FINALLY, after five months of almost no rain across the Whitsundays, the heavens have opened.
On Monday at the Proserpine airport weather station, 22.8mm collected in the gauge and another 15mm fell yesterday.
In September, no rain fell and in August 2.4mm fell, while July provided a mere 0.4mm at the airport.
On Tuesday, at Hamilton Island, 56.4mm found its way to the bottom of the gauge and on Wednesday at the time of printing a further 16mm fell.
Now the rain has begun to fall, the next question on everybody's lips is when will it end?
No time soon, according to meteorologists.

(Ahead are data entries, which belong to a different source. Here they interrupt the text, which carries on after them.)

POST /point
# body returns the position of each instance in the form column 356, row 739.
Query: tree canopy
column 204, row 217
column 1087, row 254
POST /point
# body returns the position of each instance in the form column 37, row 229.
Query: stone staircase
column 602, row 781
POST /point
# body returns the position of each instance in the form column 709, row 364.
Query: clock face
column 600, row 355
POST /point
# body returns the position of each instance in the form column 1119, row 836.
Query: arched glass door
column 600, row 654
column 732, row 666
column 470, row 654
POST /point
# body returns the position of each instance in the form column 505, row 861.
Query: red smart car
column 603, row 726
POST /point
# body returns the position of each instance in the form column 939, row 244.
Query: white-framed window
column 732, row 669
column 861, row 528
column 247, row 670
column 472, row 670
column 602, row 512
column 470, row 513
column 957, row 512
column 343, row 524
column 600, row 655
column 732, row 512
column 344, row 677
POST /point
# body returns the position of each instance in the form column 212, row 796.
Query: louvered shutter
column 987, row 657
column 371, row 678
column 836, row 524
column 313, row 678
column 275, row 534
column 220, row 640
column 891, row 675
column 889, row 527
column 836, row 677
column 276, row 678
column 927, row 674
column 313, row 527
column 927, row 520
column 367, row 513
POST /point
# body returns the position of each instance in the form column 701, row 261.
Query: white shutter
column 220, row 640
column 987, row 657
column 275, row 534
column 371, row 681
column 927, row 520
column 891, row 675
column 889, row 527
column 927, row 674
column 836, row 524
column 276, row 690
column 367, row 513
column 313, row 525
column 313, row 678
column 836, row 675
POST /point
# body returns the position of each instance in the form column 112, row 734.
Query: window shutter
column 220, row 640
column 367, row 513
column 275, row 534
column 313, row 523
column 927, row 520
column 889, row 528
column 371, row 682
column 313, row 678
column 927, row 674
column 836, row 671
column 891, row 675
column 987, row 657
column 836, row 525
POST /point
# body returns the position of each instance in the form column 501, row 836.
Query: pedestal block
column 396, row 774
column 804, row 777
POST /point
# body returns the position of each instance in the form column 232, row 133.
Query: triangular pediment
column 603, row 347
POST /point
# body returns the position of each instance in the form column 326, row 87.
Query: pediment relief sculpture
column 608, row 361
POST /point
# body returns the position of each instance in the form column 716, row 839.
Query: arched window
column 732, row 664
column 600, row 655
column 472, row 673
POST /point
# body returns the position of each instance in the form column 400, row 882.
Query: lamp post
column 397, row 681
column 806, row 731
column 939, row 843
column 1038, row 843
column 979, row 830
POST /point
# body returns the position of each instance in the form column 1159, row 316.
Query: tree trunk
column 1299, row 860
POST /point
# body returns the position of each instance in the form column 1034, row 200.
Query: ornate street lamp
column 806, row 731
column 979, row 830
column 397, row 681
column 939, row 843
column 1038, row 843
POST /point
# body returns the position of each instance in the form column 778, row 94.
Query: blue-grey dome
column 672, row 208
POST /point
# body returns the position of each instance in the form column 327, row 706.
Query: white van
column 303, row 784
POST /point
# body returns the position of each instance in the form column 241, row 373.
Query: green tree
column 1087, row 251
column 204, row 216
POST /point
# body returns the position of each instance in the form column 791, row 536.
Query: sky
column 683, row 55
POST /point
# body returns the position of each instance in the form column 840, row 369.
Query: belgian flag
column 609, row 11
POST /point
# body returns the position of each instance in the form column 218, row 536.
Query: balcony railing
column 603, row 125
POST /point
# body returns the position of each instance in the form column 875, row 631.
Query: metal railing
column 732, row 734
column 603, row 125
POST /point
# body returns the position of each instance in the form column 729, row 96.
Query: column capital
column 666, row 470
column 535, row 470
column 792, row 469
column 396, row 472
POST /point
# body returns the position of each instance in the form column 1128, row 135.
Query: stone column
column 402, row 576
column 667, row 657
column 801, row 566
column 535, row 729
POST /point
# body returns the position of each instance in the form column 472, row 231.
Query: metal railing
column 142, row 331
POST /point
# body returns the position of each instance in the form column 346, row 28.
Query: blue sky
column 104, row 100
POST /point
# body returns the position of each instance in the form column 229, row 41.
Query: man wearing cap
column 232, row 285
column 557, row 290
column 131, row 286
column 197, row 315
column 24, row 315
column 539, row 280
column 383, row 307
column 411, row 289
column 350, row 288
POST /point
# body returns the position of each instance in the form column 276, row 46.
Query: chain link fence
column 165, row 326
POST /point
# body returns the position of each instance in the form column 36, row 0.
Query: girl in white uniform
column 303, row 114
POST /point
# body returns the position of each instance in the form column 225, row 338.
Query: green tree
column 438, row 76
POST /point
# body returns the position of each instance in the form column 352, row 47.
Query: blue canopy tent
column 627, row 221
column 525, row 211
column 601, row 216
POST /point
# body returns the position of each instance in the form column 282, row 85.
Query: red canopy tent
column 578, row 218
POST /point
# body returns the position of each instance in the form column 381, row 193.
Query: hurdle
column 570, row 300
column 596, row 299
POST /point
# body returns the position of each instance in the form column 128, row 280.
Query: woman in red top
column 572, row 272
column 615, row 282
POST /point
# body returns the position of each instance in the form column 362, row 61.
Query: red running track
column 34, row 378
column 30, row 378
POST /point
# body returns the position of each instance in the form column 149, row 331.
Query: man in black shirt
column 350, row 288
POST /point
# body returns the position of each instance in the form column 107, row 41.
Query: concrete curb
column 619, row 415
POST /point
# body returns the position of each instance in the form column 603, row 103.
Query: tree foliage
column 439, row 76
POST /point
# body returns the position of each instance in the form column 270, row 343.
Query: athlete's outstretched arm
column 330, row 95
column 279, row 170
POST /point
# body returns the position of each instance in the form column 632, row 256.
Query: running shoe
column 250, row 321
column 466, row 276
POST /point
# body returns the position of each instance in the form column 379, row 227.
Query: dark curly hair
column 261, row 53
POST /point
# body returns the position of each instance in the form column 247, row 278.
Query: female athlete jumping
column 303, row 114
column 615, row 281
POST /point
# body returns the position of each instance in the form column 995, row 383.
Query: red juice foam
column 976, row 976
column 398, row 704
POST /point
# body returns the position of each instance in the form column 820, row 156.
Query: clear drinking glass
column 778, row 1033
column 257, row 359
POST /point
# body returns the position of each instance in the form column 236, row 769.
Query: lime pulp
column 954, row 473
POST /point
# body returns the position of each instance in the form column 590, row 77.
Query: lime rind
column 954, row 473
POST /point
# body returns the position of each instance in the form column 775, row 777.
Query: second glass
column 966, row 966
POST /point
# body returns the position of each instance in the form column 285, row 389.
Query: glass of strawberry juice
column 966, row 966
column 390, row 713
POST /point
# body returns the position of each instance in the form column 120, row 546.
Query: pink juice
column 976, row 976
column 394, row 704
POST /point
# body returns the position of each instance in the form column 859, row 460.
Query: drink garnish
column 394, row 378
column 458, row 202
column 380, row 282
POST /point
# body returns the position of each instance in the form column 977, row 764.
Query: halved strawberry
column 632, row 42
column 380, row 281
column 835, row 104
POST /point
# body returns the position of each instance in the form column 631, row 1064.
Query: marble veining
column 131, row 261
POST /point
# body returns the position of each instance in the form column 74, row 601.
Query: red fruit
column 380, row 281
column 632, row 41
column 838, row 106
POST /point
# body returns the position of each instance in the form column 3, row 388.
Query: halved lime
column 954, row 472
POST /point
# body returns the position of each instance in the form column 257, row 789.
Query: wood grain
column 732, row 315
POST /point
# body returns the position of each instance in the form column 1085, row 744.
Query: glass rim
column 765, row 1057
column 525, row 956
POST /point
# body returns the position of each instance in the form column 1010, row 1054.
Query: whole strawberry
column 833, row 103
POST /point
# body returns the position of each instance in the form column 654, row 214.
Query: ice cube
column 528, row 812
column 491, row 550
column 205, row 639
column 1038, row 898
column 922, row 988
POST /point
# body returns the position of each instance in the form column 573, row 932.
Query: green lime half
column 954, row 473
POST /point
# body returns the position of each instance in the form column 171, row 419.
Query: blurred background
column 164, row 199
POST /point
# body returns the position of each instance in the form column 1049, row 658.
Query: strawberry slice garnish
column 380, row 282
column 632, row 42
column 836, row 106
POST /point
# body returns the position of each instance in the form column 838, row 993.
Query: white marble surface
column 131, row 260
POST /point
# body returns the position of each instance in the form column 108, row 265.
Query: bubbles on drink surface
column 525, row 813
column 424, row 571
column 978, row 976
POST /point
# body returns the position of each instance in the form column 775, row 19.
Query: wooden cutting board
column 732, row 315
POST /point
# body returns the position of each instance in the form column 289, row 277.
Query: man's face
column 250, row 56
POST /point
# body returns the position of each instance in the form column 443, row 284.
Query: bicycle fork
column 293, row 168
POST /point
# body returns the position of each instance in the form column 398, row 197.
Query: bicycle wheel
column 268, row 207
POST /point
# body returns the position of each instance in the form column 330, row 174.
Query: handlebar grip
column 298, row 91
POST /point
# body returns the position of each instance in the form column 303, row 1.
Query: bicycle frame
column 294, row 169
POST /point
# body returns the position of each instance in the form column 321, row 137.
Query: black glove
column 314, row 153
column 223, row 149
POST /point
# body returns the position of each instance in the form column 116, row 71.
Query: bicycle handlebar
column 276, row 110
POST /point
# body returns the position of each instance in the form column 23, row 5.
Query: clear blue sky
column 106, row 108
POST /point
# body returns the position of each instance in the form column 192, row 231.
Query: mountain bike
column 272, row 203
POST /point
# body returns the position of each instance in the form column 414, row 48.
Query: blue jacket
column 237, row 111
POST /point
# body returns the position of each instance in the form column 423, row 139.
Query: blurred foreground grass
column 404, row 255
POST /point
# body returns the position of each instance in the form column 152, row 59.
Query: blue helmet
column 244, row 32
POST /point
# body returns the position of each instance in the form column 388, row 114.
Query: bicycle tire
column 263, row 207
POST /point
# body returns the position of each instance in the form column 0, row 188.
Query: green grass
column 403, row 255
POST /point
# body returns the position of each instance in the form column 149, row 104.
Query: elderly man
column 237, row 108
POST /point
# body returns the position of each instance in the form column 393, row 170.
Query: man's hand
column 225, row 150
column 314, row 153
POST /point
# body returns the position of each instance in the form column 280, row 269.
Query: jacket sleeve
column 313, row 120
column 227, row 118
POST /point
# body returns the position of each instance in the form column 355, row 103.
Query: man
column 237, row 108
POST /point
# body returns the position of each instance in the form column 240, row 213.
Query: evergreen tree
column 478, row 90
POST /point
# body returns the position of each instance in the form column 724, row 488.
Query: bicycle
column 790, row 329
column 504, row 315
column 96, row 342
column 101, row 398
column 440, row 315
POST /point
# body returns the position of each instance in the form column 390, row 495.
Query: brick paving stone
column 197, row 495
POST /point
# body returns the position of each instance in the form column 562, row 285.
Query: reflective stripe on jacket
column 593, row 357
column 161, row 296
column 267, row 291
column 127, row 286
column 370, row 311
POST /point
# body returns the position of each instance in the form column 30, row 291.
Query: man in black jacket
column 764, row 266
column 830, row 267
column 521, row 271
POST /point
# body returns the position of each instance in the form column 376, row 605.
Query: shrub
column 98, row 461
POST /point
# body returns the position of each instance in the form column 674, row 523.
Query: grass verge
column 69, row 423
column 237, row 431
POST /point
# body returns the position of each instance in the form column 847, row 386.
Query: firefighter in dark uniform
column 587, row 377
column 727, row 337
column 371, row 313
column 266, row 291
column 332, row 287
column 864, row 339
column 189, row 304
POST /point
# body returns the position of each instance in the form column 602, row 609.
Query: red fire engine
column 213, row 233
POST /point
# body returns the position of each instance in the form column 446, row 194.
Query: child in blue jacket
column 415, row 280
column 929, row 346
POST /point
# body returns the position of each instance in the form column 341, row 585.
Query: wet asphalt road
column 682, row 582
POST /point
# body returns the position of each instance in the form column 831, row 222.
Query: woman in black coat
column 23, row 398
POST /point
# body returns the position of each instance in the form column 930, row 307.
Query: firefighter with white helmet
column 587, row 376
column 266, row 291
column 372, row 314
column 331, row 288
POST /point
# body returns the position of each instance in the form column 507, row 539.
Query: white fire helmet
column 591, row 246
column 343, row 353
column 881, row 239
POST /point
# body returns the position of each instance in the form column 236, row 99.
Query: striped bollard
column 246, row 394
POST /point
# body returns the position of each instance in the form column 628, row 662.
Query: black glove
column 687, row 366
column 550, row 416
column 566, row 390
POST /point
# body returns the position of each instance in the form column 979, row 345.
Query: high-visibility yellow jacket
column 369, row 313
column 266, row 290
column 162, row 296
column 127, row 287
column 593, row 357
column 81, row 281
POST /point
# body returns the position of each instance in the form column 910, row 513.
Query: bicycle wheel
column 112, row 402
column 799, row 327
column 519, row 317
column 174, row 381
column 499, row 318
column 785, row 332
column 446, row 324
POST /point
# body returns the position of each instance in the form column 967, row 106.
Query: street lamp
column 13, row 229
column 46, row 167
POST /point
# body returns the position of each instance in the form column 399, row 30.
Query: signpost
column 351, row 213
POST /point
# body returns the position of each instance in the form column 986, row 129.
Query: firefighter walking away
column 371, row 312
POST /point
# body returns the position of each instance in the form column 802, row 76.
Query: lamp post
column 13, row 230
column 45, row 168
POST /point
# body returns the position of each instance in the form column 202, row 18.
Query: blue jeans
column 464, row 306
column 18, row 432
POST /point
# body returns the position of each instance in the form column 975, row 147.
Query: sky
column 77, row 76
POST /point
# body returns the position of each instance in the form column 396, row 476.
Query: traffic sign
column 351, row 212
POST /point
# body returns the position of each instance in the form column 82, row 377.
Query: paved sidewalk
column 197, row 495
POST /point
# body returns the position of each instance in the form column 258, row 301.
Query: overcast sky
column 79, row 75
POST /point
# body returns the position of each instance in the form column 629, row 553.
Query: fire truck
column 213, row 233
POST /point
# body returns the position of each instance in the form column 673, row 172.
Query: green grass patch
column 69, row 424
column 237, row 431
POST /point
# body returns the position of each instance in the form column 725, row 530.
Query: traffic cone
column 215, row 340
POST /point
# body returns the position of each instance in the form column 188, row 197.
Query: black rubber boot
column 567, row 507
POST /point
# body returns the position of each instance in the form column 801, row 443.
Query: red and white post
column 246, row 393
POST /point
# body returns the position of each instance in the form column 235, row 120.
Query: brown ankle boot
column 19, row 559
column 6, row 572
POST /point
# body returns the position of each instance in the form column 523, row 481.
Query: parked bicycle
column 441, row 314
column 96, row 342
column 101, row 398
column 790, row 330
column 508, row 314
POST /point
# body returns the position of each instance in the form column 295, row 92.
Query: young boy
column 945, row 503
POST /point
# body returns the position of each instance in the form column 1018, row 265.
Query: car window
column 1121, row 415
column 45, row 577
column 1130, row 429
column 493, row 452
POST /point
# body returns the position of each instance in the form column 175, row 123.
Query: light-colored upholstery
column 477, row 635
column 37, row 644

Weather experts are urging Whitsunday residents to brace for a severe weather event as a slow-moving coastal trough impacts the region, producing dangerous storms.
Since Tuesday morning, the system has been driving persistent, heavy rainfall for coastal regions from Bundaberg to Proserpine, including Gladstone and Rockhampton, with Mackay set to feel the brunt of the trough today.
Bureau of Meteorology officials are describing the weather event as a dynamic and changing forecast scenario and a Flood Watch is current for coastal catchments from Bowen down to Hervey Bay.
However there is no flood warning for the Proserpine River.
Today the upper low is expected to weaken as it drifts further north.
However, a new upper trough will then approach the south-west of the state late in the day.